Visto sotto questa luce, questo mestiere sembra una gara di resistenza in una giungla urbana. Non lo è. È invece un lavoro dove bisogna studiare e prepararsi per fare proposte sensate al legislatore.
In altre parole, il lobbista non è necessariamente una controparte del legislatore, ma il suo obiettivo è aiutarlo a scrivere una legge migliore, che prenda in considerazione il contesto nel quale si inserisce e l’impatto che può generare sull’economia e la società.
Ne abbiamo parlato con Thaima Samman del Cabinet Samman di Parigi per la nostra video rubrica Lobby Non Olet. “Avere una competenza legale è, a mio avviso, un elemento di grande rilievo perché permette a me e alla mia squadra non solo di promuovere gli interessi che rappresento, ma anche di capire il margine di manovra.

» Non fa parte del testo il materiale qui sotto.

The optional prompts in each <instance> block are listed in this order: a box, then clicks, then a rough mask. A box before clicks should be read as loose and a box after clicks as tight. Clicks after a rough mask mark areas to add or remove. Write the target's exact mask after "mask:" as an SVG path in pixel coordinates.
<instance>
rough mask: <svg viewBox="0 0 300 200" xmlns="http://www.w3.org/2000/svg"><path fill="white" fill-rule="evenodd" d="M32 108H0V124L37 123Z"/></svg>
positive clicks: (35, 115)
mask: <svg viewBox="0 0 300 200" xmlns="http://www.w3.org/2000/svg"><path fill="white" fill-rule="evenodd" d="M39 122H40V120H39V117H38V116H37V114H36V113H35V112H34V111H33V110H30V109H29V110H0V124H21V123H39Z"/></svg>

Partecipare alle trattative mi consente di individuare la strada migliore per proseguire il miglior compromesso possibile, con una prospettiva più allargata rispetto ai dettagli in discussione in quel momento” ha spiegato Thaima Samman.
Quando nei corsi di management si dice win-win, si intende esattamente questo: vantaggioso per tutti. Non sempre il singolo risultato lo è. C’è sempre una categoria, un settore industriale o una singola azienda che “perde”. Ma, nel suo complesso, il sistema è vincente, perché il “perdente” avrà sempre la possibilità di far ascoltare la sua voce, in quanto il sistema democratico è strutturalmente aperto per accoglierla.